Deployment strategies: Blue-Green x Canary x A/B Testing

In the last post on Cloud Computing for Beginners Series, we have covered the best practices that DevOps teams adopt in their systems development projects. In this post, we will deal with what is known in IT as deployment and the techniques for releasing applications for analysis and testing of specific features and functionalities. “Deploy” is nothing more than deploying a system or app, or in other words, making it work in a complete and stable way.

Before diving into the different types of deployment techniques available in the cloud market today, it is important to mention what a deployment strategy is. These are several techniques used to make changes or updates to an application without downtime on the system, in such a way that the user does not even notice what was done at the time.

The most common deployment strategy in use today is known as Blue-Green Deployment, and consists of an application release management technique that reduces downtime and also the risk of failures in the system when running two equal production environments, identified as “Blue” and “Green”. Usually, each one of them running a version of the application, and the other one running the next or previous version.
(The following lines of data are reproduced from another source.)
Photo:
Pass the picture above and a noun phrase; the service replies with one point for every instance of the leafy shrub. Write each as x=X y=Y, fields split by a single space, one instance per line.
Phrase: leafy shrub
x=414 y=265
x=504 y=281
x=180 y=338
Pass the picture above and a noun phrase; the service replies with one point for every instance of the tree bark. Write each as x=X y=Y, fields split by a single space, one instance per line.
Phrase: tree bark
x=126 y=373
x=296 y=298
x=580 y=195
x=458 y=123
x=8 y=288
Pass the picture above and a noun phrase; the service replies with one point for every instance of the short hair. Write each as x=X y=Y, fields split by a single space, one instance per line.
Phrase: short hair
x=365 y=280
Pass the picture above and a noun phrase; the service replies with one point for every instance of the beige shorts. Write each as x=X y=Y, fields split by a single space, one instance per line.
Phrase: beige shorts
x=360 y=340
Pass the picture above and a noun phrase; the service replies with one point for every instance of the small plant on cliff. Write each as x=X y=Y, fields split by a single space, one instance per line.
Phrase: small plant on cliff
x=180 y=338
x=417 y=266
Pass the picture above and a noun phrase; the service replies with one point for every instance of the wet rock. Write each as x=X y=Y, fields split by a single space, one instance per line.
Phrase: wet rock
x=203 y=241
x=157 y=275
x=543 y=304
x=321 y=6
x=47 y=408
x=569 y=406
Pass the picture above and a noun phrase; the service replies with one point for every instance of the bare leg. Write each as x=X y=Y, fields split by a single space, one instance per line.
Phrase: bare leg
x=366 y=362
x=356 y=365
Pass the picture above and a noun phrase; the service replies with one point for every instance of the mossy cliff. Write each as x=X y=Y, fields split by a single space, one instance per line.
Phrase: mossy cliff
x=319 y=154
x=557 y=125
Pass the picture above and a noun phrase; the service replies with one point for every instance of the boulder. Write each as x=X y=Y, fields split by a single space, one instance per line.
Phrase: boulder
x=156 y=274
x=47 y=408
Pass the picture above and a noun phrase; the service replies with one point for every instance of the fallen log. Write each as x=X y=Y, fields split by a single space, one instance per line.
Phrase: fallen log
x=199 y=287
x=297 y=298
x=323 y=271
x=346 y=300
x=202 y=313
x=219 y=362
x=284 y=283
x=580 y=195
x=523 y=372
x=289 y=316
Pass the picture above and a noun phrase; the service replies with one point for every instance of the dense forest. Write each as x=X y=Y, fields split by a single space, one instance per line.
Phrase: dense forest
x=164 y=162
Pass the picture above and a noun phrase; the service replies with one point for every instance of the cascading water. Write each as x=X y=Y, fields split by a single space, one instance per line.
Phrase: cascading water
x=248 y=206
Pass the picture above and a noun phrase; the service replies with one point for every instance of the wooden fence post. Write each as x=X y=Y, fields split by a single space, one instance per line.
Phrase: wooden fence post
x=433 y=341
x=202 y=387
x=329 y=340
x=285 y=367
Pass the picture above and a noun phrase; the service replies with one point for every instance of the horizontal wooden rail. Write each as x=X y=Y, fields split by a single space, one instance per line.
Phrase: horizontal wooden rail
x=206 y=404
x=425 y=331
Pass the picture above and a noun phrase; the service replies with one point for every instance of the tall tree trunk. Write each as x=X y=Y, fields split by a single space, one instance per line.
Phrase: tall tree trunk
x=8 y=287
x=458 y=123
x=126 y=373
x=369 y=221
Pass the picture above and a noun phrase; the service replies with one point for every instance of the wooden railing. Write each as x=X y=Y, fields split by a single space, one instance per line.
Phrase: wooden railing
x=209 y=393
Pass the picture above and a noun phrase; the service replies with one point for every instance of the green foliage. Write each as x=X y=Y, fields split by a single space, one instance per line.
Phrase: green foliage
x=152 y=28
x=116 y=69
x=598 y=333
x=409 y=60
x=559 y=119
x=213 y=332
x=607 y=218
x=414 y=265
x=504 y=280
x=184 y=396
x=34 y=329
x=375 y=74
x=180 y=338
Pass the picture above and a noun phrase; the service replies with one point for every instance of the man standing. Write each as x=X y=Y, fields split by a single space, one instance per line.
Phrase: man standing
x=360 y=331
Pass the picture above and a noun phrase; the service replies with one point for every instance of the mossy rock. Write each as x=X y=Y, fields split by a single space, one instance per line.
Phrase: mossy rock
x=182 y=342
The goal is to provide reliable testing, continuous upgrades without interruptions, and instant rollback (not to be confused with “revisions”). At any time, only one of the environments is active, with the active environment serving all production traffic.

In the past, just before the blue-green deployment existed, there was the Rolling Deployment. As a comparison, in Rolling Deployment the user has only ONE complete environment to work. After a user starts to update the environment, the code is deployed to the subset of instances in the same environment and moves on to another subset upon completion. And that’s it. So it’s easy to understand why the BlueGreen deployment is clearly a “next level” update in software development.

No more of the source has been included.